Media planners aspire to put the right message in front of the right audience in the right place at the right time. The roadblock to make good on that promise is the fragmentation of the media landscape. We’ve all heard about this ad nauseum and live it through our endless devices. The issue with fragmentation is not that there’s a lot of opportunities to reach our target, it’s that our vantage point is shattered. We view consumers in silos. Our picture of them is based on the identification mechanism for each Internet access point. In other words, we view them as either cookies or UDIDs (unique device identifiers) depending on the device on which they’re accessing the Internet. Browser-based Internet access is cookie-based; mobile devices are generally UDID based. Walled gardens like Facebook or Google add an additional layer of complication because they don’t share their view of the consumer with outside parties. Don’t forget about connected TVs or gaming consoles.
To understand the implications of this, think about how many devices you have. I have 5. I use multiple browsers on both of my computers and since I can be identified by a cookie and UDID on my phone that means I have 10 tracking mechanisms associated to me. If an advertiser is trying to reach me, I effectively look like 10 different people. If the advertiser uses an average monthly frequency cap of 30 per person, I could conceivably receive 300 advertisements. I can’t think of a more effective way to waste a client’s money than that.
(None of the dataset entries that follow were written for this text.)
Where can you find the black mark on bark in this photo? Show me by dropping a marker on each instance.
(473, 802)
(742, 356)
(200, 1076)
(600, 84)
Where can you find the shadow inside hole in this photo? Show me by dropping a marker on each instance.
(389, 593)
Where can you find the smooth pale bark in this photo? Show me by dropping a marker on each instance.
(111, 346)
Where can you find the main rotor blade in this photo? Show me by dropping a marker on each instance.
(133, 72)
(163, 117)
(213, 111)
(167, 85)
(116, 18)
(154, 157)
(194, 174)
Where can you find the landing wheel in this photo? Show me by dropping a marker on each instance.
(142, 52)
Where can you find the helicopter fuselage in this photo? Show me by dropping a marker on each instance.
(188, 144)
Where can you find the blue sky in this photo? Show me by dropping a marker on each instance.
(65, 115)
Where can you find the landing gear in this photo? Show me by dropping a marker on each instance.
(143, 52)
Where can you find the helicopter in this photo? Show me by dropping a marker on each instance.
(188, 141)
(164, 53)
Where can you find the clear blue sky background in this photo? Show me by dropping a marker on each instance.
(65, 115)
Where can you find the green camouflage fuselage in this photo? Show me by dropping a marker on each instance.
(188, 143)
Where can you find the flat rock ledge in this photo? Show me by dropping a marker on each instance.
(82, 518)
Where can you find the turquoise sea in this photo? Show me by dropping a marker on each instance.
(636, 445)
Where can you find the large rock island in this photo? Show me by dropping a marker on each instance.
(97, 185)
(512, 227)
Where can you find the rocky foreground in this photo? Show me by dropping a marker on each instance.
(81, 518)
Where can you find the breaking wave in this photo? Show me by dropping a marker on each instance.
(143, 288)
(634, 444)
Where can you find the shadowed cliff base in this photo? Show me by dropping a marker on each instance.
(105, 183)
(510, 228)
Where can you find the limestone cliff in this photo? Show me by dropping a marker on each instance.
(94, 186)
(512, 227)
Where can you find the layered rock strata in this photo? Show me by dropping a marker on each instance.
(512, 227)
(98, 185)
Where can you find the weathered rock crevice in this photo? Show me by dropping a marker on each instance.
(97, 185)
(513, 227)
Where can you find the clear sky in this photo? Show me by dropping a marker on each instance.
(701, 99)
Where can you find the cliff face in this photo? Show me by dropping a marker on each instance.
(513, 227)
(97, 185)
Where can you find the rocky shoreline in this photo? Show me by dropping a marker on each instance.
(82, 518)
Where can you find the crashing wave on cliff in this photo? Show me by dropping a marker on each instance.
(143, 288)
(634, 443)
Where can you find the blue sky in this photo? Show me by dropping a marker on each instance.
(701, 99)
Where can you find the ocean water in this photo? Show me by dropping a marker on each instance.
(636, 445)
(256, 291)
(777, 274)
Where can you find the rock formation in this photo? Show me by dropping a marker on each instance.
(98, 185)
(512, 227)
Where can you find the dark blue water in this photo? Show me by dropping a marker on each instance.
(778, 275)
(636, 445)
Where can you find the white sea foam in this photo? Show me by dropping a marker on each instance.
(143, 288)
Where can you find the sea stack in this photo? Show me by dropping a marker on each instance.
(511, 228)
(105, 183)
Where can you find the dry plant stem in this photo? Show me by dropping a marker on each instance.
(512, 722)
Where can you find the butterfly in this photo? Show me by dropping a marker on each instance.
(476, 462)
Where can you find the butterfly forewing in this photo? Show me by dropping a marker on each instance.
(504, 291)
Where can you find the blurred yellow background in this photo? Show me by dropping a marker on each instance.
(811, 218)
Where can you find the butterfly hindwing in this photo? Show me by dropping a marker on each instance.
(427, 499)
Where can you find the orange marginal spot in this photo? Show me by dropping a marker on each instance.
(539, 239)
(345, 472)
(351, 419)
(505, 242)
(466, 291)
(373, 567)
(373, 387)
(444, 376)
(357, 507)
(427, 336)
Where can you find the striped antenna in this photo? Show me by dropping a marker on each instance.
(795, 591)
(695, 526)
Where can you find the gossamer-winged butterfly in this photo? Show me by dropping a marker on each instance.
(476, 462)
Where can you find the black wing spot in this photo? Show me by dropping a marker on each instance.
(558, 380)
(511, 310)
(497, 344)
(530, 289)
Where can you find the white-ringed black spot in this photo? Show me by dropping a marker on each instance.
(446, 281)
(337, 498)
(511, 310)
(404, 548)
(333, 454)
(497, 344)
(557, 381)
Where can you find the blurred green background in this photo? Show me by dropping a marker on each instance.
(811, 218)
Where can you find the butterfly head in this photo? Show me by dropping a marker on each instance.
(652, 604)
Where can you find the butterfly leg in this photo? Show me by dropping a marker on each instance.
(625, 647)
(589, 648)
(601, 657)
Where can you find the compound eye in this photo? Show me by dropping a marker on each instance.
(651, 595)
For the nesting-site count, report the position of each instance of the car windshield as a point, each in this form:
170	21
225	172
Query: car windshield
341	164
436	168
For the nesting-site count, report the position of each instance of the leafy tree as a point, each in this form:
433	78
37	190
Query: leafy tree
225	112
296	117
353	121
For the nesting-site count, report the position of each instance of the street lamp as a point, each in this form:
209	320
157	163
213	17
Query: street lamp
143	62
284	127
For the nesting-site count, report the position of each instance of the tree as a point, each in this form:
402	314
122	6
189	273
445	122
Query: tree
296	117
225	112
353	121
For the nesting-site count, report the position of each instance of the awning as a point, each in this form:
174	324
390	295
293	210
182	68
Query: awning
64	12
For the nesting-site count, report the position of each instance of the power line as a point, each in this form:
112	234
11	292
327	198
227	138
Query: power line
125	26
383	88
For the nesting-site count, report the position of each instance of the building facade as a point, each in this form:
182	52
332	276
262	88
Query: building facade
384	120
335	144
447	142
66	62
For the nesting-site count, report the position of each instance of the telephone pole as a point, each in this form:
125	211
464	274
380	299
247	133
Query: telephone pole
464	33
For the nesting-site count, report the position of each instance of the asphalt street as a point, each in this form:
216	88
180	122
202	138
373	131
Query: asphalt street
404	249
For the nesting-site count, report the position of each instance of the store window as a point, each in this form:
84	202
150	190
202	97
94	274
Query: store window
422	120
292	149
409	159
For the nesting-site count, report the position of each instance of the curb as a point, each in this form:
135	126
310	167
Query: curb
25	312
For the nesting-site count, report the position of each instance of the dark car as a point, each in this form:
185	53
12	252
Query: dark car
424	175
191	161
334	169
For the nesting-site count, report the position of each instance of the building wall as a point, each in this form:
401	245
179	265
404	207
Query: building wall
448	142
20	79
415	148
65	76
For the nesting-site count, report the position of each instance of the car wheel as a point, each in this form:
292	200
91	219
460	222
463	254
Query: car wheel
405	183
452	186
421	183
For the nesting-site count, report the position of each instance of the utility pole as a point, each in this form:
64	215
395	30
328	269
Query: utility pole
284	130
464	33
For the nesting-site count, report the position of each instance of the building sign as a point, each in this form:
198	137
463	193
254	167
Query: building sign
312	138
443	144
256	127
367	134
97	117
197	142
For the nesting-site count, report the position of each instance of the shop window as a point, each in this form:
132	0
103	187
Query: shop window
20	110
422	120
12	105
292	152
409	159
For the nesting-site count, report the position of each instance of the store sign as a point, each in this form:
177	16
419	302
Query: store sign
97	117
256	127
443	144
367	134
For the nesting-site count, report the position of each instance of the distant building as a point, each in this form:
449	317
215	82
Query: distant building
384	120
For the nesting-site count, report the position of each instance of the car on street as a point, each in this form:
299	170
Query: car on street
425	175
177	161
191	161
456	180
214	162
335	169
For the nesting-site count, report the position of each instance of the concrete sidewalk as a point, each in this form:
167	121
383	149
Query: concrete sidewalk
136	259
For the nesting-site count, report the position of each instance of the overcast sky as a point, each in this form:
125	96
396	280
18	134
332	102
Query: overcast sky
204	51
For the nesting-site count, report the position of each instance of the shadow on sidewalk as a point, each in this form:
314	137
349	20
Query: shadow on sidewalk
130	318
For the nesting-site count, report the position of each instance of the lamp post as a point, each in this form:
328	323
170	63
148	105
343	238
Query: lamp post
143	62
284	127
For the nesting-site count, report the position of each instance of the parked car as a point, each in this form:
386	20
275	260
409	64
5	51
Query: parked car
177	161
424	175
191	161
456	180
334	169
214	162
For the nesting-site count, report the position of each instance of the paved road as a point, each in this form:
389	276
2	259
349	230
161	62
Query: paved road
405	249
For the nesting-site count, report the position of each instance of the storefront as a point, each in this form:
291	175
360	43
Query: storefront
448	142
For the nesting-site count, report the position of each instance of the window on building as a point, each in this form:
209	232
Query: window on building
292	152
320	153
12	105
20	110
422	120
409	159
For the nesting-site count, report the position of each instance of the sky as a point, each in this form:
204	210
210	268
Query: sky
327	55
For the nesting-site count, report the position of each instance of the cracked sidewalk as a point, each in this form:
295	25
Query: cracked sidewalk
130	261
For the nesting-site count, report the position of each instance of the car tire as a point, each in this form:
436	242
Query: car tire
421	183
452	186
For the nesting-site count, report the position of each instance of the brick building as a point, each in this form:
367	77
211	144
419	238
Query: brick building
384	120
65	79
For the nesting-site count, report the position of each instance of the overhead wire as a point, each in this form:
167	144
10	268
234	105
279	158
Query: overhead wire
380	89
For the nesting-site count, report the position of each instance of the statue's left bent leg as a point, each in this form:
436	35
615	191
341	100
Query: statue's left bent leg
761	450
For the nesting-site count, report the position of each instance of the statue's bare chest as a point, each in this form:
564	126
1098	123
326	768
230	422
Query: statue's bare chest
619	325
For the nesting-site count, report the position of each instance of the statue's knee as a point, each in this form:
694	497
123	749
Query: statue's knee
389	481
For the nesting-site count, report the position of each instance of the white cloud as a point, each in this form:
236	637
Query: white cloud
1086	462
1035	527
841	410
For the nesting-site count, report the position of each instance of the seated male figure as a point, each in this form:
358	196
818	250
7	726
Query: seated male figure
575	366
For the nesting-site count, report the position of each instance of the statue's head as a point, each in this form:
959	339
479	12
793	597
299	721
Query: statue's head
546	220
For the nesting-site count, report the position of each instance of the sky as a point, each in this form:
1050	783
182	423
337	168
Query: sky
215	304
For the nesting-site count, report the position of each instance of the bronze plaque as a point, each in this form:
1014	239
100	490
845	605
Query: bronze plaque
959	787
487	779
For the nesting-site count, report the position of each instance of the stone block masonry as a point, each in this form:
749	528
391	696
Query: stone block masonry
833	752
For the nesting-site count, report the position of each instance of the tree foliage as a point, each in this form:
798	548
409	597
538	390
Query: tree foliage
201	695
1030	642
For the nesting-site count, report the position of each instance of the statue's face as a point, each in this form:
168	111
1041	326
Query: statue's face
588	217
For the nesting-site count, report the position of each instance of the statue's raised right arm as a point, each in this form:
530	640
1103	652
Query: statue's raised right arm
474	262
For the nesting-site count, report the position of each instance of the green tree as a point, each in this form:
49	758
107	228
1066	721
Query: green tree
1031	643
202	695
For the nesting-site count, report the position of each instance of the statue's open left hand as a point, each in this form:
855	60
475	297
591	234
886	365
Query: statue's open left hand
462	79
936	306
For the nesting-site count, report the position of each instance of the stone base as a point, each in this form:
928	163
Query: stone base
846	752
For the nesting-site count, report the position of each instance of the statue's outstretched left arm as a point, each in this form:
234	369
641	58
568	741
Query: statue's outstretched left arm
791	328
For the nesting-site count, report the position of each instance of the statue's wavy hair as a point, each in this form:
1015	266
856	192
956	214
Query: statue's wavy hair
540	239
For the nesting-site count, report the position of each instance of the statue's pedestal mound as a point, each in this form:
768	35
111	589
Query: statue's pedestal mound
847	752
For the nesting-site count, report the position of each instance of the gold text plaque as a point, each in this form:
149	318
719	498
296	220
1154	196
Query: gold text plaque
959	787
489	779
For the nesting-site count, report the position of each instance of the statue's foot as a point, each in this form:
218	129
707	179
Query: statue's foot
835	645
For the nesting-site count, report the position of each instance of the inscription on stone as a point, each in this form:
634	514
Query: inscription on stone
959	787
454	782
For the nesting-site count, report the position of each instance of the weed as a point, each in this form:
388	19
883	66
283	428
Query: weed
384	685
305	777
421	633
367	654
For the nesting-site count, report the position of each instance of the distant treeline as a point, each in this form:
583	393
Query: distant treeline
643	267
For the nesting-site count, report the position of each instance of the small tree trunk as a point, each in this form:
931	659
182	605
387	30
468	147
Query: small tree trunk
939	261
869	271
Enter identity-based advertising. Its champions aim to solve that issue by using a master identification profile for each person they want to message. In other words, they identify you regardless of which device you’re using. A lot of people are creeped out by this. Don’t be. It’s all anonymous. It’s not you, it’s profile 123409wer09lk. The underlying technology that makes it possible is known as a cross-device graph. The graph uses a mix of deterministic and probabilistic matching to tie all of those piecemeal identities into one master profile.
From the advertiser standpoint, that opens up a world of opportunity, including the ability to sequential message consumers regardless of the devices they’re on. However, before you invest your advertising spend on them let’s take a look at what you should be looking for to evaluate these companies.
A lot of those companies will tout a high level of accuracy as a part of their sales pitch. Often, you’ll hear rates as high as 97 percent accurate. That sounds pretty great, right? Don’t get too excited. It’s misleading and only gives you a sliver of the picture. Accuracy is a measure of how often the cross-device graph correctly identifies whether a device belongs to an individual. In other words, if every single device “company A” encounters are classified as not belonging to any person, then it would be 100 percent accurate. That’s a pretty useless CDG.
In order to understand how accurate a device graph is, you need to dig way back into your memory from stats class to pull out a confusion matrix. A confusion matrix, for those of you who don’t remember, is a series of measurements including misclassification rate, true positive rate, false positive rates, etc. The value of that is it informs you of the efficacy of the graph by unveiling how often the device graph is wrong, how precise is it, how often devices are actually matched to a master profile, etc.
Doing that will give you a better idea whether the sales pitch is smoke and mirrors. Don’t expect the results to be perfect. They won’t be, but it will give you a more representative picture of how well the device graph works compared to “97 percent accuracy.”